De manera que, después de una elipsis pensada para ahorrarme tener que contar la sobremesa entera, haré que los personajes suban al coche (no es necesario que la rueda se pinche), los dos pensando en cosas monótonas pero insinuando que quizá no sean tan monótonas. Para la escena de la orgía no pienso documentarme. Tampoco hará falta que sea realista, sólo que se ajuste a la idea que la mayoría de los lectores tiene de las orgías. Eso sí: me centraré más en la confesión del hombre que en la descripción de la mujer en plena orgía. El lector deberá darse cuenta de que, en realidad, el hombre odia las orgías. Y de que sólo participa en ellas por amor (a la mujer, se entiende). Y este sentimiento de sacrificio tendrá que hacerlo explotar cuando la mujer (vestida o desnuda, atada o sin atar, amordazada o encadenada, colgada de un sofisticado sistema de cuerdas y poleas) está siendo sometida a las vejaciones de rigor. Y entonces su marido tendrá que rebelarse y decidir que ya no puede seguir fingiendo que participa de ese delirio de golpes y latigazos. Y haré que él la libere (manipulando nerviosamente los candados, los nudos o lo que utilice la infantería sadomasoquista) y le diga algo así como “me niego a que sigas haciendo eso”, pero dicho con la gracia que se supone que deberíamos tener los escritores para que las situaciones resulten verosímiles y emocionantes. Y aquí tengo dudas sobre qué hará ella.
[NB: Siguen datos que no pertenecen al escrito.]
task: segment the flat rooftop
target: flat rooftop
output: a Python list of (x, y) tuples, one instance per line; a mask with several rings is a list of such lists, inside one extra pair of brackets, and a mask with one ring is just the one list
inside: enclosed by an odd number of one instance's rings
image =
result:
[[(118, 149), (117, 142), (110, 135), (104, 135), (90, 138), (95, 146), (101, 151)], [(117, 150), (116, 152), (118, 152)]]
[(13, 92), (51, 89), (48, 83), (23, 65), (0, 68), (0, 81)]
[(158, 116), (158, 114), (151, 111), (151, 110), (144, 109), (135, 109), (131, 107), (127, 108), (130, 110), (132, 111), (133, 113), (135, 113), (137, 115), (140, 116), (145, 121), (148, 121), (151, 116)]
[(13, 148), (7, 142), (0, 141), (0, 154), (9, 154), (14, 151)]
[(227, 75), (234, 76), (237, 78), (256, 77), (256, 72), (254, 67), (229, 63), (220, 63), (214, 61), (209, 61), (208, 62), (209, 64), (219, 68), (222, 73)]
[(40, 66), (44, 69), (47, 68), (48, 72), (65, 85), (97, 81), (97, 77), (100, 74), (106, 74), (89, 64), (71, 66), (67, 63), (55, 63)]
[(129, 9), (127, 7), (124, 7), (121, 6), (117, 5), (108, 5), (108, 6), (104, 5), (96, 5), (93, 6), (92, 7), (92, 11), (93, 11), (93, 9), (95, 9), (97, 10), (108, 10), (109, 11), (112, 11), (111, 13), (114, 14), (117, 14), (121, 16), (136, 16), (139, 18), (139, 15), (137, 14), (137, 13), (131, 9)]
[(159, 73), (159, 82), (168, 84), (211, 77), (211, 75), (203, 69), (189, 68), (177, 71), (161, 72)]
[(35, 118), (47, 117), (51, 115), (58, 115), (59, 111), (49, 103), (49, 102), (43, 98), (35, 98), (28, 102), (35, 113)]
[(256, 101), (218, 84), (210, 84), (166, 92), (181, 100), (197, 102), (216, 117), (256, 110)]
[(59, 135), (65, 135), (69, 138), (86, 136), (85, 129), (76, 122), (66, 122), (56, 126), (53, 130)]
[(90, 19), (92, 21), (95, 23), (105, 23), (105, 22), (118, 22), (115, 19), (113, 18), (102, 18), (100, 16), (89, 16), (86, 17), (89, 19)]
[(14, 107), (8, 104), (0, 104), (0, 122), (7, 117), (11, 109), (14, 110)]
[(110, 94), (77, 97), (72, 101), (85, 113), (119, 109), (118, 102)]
¿Le dirá que si no le gustan las orgías ya se puede marchar? ¿Le confesará, igualmente conmovida y abrazándolo (hasta donde se lo permitan las cuerdas, el arnés y la mordaza de cuero), que ella también lo hacía por él, porque creía que no podía vivir sin las humillaciones y los diálogos grotescos, que si “eres mi esclavo”, que si “ahora te quemaré los pezones con un Camel sin filtro”? Y habré llegado tan lejos, que sé que entonces me preguntaré si tiene algún sentido inventar una historia así. Y pensaré que, para que no se diga que los escritores siempre estamos hablando de nosotros, a veces acabamos escribiendo cosas muy raras».